Day TWENTY NINE
We all stood up. Just before pranayama breathing, Kara said, “Take a moment to be present in the room and look into the eyes of your own best teacher.” I did just that. And suddenly my eyes welled up with tears. During pranayama, I let the tears fall. During the exhales, I could feel the tears sliding down the side of my face, by my ears. It has been an emotional 48 hours and already, just as the 5pm class started, I was already releasing what needed to be released.
I don’t know if I wrote it in my last entry, but on Thursday morning, The Husband and I put an offer on the house that we saw on Saturday. Within an hour, our agent called us back and said the owner accepted our offer. What?! Really? That fast? My heart skipped a beat as I thought about this new chapter of our lives starting and closing the old one behind. Within 6 hours of that news and the implications of all that came with it, I was driving my mother to the emergency room. We were both so focused on her health, that it was only on Friday that she found out about the offer.
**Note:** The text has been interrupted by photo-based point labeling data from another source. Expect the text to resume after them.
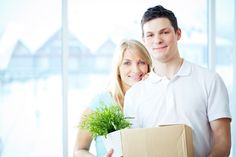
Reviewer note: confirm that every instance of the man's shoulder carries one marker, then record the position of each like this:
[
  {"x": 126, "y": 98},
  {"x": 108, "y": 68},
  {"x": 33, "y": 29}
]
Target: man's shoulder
[{"x": 138, "y": 87}]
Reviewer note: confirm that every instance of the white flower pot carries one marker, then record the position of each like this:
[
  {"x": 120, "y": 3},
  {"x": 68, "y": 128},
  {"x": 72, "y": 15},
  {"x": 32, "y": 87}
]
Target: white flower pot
[{"x": 113, "y": 140}]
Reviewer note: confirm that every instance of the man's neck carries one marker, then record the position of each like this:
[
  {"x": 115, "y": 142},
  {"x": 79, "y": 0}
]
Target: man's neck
[{"x": 168, "y": 69}]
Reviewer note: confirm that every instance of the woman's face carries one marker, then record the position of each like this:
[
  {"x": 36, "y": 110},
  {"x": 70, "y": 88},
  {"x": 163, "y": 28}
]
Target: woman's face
[{"x": 132, "y": 68}]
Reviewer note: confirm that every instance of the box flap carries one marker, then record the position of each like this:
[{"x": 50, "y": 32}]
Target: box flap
[{"x": 167, "y": 141}]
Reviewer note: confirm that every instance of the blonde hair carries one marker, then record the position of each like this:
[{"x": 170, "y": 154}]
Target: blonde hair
[{"x": 115, "y": 85}]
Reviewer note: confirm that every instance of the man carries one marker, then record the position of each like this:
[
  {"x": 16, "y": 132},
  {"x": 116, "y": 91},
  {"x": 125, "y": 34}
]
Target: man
[{"x": 179, "y": 92}]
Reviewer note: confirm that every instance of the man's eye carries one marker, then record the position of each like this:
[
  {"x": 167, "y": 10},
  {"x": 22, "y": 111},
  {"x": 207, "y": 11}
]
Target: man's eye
[
  {"x": 141, "y": 62},
  {"x": 149, "y": 35}
]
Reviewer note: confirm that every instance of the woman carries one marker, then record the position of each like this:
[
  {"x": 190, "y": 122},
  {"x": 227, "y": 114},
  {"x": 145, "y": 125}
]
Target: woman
[{"x": 131, "y": 64}]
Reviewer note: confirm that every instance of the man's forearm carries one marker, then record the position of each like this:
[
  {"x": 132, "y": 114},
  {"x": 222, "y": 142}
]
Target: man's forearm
[{"x": 83, "y": 153}]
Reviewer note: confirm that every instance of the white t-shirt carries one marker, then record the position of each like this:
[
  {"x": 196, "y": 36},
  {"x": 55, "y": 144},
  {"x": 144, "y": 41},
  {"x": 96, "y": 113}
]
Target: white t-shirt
[{"x": 195, "y": 96}]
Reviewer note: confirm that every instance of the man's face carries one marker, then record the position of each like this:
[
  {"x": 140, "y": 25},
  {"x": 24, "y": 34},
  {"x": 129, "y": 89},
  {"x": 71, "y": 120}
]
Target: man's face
[{"x": 161, "y": 39}]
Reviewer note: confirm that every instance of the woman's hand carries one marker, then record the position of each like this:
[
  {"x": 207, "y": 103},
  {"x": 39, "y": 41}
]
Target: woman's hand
[{"x": 109, "y": 153}]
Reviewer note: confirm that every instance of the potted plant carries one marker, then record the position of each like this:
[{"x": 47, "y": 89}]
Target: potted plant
[{"x": 106, "y": 121}]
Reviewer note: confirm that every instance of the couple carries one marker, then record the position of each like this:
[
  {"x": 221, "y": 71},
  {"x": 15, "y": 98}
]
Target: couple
[{"x": 175, "y": 92}]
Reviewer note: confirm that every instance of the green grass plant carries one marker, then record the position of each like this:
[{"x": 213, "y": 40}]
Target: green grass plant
[{"x": 105, "y": 120}]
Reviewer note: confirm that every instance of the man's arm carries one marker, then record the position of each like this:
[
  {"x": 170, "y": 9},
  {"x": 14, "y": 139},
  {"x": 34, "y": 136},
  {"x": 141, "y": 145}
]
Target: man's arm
[{"x": 221, "y": 137}]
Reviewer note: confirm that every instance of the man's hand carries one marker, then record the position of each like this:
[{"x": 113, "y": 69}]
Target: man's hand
[{"x": 109, "y": 153}]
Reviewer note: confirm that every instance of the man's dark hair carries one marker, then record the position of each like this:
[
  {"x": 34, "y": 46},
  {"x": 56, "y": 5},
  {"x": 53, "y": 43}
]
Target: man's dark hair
[{"x": 159, "y": 12}]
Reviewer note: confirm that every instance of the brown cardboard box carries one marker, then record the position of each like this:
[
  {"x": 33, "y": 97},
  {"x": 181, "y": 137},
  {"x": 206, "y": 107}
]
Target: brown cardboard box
[{"x": 164, "y": 141}]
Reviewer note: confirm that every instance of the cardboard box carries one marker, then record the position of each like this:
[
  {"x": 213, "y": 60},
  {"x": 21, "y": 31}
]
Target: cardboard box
[{"x": 164, "y": 141}]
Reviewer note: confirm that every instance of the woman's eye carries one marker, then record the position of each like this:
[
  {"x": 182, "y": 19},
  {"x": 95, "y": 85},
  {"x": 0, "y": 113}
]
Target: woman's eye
[
  {"x": 141, "y": 62},
  {"x": 126, "y": 63},
  {"x": 149, "y": 35}
]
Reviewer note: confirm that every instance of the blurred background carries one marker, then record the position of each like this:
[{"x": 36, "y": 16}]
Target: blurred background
[{"x": 55, "y": 55}]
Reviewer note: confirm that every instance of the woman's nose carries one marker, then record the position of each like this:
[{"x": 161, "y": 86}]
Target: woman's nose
[{"x": 135, "y": 68}]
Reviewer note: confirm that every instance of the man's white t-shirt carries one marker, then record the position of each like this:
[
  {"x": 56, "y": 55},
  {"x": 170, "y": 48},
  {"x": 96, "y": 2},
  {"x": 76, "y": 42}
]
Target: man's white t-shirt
[{"x": 195, "y": 97}]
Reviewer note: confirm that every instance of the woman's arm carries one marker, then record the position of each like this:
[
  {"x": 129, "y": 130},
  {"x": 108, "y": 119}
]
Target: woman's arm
[{"x": 83, "y": 140}]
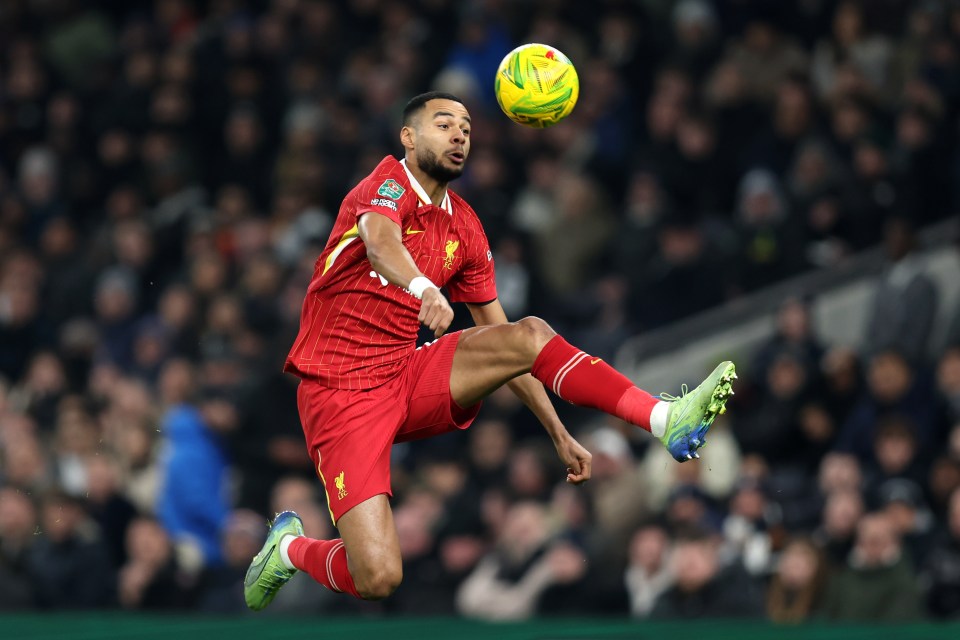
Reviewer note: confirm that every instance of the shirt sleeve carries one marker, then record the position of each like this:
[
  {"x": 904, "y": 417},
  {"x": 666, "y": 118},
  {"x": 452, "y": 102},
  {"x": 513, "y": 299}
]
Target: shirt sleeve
[
  {"x": 381, "y": 195},
  {"x": 476, "y": 283}
]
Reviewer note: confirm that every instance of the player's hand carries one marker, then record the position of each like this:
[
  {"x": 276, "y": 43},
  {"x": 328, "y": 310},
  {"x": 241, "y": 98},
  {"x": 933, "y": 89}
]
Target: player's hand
[
  {"x": 577, "y": 459},
  {"x": 435, "y": 312}
]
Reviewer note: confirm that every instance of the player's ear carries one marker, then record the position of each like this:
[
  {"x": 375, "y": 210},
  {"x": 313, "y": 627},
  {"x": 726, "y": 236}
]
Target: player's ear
[{"x": 408, "y": 136}]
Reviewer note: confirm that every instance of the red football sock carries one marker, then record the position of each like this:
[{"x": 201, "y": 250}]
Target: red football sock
[
  {"x": 586, "y": 381},
  {"x": 325, "y": 561}
]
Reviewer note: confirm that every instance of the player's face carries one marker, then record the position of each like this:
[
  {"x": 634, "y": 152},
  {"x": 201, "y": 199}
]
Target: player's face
[{"x": 443, "y": 139}]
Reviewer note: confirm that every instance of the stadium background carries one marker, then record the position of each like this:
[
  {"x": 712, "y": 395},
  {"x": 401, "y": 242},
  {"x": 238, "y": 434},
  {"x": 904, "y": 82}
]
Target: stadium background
[{"x": 169, "y": 171}]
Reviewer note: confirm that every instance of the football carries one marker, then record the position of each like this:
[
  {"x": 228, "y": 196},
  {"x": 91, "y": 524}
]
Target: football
[{"x": 536, "y": 85}]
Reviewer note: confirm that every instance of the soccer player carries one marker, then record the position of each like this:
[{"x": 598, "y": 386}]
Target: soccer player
[{"x": 400, "y": 236}]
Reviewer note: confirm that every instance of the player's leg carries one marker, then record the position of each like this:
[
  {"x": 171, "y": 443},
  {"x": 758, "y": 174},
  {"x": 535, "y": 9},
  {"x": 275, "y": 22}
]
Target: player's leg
[
  {"x": 488, "y": 357},
  {"x": 364, "y": 562},
  {"x": 349, "y": 435}
]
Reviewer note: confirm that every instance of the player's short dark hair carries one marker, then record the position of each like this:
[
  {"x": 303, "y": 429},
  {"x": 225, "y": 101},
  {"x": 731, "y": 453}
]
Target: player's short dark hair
[{"x": 418, "y": 102}]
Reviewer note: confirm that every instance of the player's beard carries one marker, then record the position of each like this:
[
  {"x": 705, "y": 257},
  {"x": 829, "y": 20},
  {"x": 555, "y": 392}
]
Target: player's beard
[{"x": 430, "y": 164}]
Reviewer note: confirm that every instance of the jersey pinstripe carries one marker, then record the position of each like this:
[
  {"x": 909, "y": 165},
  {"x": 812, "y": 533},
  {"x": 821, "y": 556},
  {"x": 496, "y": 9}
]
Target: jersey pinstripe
[{"x": 355, "y": 330}]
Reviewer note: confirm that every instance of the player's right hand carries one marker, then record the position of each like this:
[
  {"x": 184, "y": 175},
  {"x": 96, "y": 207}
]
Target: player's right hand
[{"x": 435, "y": 312}]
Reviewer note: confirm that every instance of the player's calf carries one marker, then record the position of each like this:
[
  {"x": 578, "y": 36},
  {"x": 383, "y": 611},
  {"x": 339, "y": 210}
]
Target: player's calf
[
  {"x": 378, "y": 584},
  {"x": 529, "y": 336}
]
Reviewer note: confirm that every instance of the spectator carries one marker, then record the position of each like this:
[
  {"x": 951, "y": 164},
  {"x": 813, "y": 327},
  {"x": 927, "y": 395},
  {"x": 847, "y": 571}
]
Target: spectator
[
  {"x": 220, "y": 588},
  {"x": 650, "y": 568},
  {"x": 878, "y": 583},
  {"x": 835, "y": 536},
  {"x": 796, "y": 590},
  {"x": 904, "y": 302},
  {"x": 507, "y": 584},
  {"x": 18, "y": 522},
  {"x": 192, "y": 501},
  {"x": 942, "y": 569},
  {"x": 751, "y": 528},
  {"x": 107, "y": 505},
  {"x": 702, "y": 588},
  {"x": 152, "y": 577},
  {"x": 903, "y": 503},
  {"x": 69, "y": 562},
  {"x": 894, "y": 388}
]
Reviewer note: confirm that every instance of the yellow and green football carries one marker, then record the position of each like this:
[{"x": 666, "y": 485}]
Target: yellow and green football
[{"x": 537, "y": 85}]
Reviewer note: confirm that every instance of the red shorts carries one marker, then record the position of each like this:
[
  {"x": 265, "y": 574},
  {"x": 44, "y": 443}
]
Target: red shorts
[{"x": 349, "y": 433}]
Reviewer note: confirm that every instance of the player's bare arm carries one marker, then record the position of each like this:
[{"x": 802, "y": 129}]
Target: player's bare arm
[
  {"x": 390, "y": 259},
  {"x": 531, "y": 393}
]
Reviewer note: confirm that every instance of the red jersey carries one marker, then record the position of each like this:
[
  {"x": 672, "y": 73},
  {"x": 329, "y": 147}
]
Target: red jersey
[{"x": 356, "y": 330}]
Although I knew I had to get back to the hospital on Friday, I did wake up and wonder when I could fit in my yoga class. How could I be thinking about yoga at a time like this? Well, because I was doing so well, going every day, it was my 28th day. I didn’t want to skip a day of yoga. And then, I shook my head and marveled that I could think of yoga as my mom lay in a hospital bed. So then I felt guilty for thinking of my yoga before my mother. I made a deal with myself: if I could get to yoga after my mother is discharged, I’ll go to the latest class offered in this city no matter which studio it was in. Well, that never happened. So I went home last night at 9pm feeling happy that my mom was alright and her issue was nothing serious but sad that my streak was broken. Sure, I could do a double. But I really wanted to go every day for 101 days straight. Then I felt angry at myself, “Why are you feeling bad when this was an emergency and there was a good reason for you not going today?!” Because I wanted to go to yoga today even though my mom was sick. A little voice inside me said.
Even though this challenge has been tough at parts, exhilarating at parts, boring at parts, it has been the one consistent thing that I have done for myself this last month and the benefits have been incredible. As my life starts to change with the prospect of home ownership and this sudden need to take my mother to the hospital, this yoga has been one of the very few things that I can hold on to while my life changes and events happen that demand more of my time. The yoga room is where I decompress, where I still my mind, where I focus, where I take the deepest breaths of my day. And on a day when my mom was sick and I was worried, sleepless, and stressed, I looked to my practice for calm, for a release, for peace.
After having practiced for 27 days straight, one day of missing yoga definitely felt strange and my body missed it. Looked for it. Yearned for it. So today, back in the sweat box, I cried at pranayama. Partly because I asked myself to be compassionate to me. It is OKAY to miss a day. Be easy on yourself. It was an emergency. All that mattered was that I came back ready to work, to sweat, and to let go.